Docker tags are used to identify images by name. Each image can have multiple tags assigned. Tags look similar to
my-image:latest, with the part before the colon defining the image name and the latter section specifying the version.
You can tag an image without anything after the colon. Your image will be automatically given
latest as its version tag. This is a common source of confusion for newcomers to Docker.
The Problems With latest
The semantics of the
latest tag seem to suggest some special meaning beyond what actually exists. In reality,
latest is used as the default tag when you haven’t specified anything else. That’s the only time it’ll be used – it doesn’t automatically refer to the newest image you’ve built.
Here’s an example of the resulting problem:
# Creates my-image:latest (first image) docker build -t my-image # Updates my-image:latest (second image) docker build -t my-image:latest # Creates my-image:v1 (third image) docker build -t my-image:v1
If you now ran
docker run my-image:latest, you’d be using the second image to be built. The
v1 tag is completely independent of
latest, so building the third image has no effect on the existing two. If you wanted
my-image:v1 to also become the
latest image, you’d need to manually tag and push it in a separate operation.
This creates a lot of confusion within the Docker ecosystem. Many image creators do tag their newest releases with
latest. This imbues the tag with extra importance that Docker didn’t intend. Other authors use
latest for their development builds, while some won’t publish a
latest tag at all.
The lack of consistency among image authors can make it unclear whether
latest is really the latest image or not. The most important rule of
latest is to never make assumptions about how a particular image will use the tag.
Avoid Pinning to latest
You shouldn’t consume the
latest tag of an image whenever a more specific alternative is available. Unless you know the image’s author actively updates the
latest tag, pinning against it might not deliver the version you expect.
Most images use semantic versioning to create release tags. It’s much safer to consume
my-image:latest. If the author doesn’t maintain
latest, you could end up with a heavily outdated image. Conversely, authors that do maintain
latest often use the tag for their bleeding-edge development version. Pinning against it is likely to deliver regular breaking changes that you won’t be warned about.
Several container ecosystem projects now warn against using
latest for this reason. Kubernetes notes that using
latest is not only unpredictable but also makes it harder for you to identify the real image version used by your containers.

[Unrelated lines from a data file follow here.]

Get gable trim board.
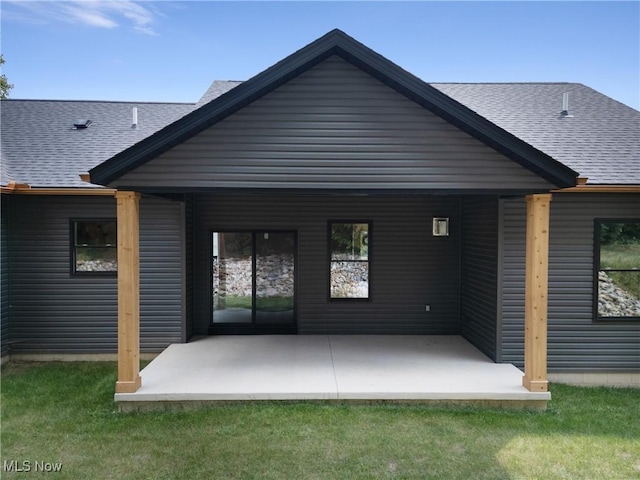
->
[1,30,640,394]
[89,30,578,188]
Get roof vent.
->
[560,92,573,118]
[73,118,93,130]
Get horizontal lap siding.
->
[0,195,11,357]
[195,195,460,334]
[503,194,640,372]
[461,197,499,360]
[10,196,182,353]
[117,57,550,189]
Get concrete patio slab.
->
[115,335,550,409]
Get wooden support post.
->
[116,192,142,393]
[522,194,551,392]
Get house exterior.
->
[1,30,640,391]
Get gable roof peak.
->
[90,28,577,187]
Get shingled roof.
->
[0,100,194,188]
[0,40,640,188]
[431,83,640,185]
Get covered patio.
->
[115,335,551,411]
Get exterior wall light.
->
[433,217,449,237]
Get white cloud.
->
[2,0,157,35]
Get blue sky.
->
[0,0,640,109]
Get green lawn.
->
[0,363,640,480]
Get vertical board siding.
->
[0,195,11,357]
[502,194,640,372]
[114,56,553,190]
[195,195,460,334]
[9,196,182,353]
[460,197,499,360]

Rolling back a container that’s deployed with
latest isn’t directly possible. You’ve got no reference point to work with. Changing an image tag from
2.1.0 lets you easily revert the upgrade if you need to. Container orchestration tools can’t help you change “the new
latest image” back into “the old
More fundamentally, good tagging practice dictates that image tags should be immutable. Once a tag’s been assigned, that tag shouldn’t be reused by the same image. This allows downstream consumers to pin against specific versions, safe in the knowledge they’ll get the same image each time.
latest breaks this system by being inherently mutable. If you use
latest, you have to accept change. As an image author, you’ll make it more difficult for users to confidently reference your image if you only publish with the
Many tools make assumptions about how image tags are used.
latest often gets special treatment which you need to stay aware of. Kubernetes, for example, will always try to pull a newer version of the
latest tag, even if one already exists locally. Other tags only get pulled if they don’t already exist within the cluster.
Better Approaches to Tagging
Try to stick to semantic versioning when you’re tagging images that will be publicly available. This is a widely understood standard that helps communicate the magnitude of each change you make to your image.
You have more options when creating images for private use. Images which are built by a CI server can often be tagged with the SHA of the commit which ran the pipeline. This ensures each pipeline creates a unique tag that won’t be overwritten in the future. It also helps you match images in your container registry to the codebase changes that created them.
Finally, don’t overthink the
latest tag. You don’t need to keep it updated with the “latest” version of your image. It’s often best to ignore it altogether – unless you run
docker build without a tag name, it’ll never be created. If you do publish a
latest tag, make sure you state what it will refer to.
The apparent simplicity of Docker’s
latest tag masks a quagmire of possible issues. You’ll encounter them both as an image author and consumer. The problems stem from the semantic inconsistency of the tag: while it sounds dynamic, it’s nothing more than a static tag assigned by Docker in the absence of a user-supplied value.
You should pin against specific image versions wherever possible. This will help you avoid breaking changes and ambiguous third-party tool behaviours. As an image author, try to provide semantic release versions and make it clear how your project treats
latest. This will help prospective users assess how to reference your image.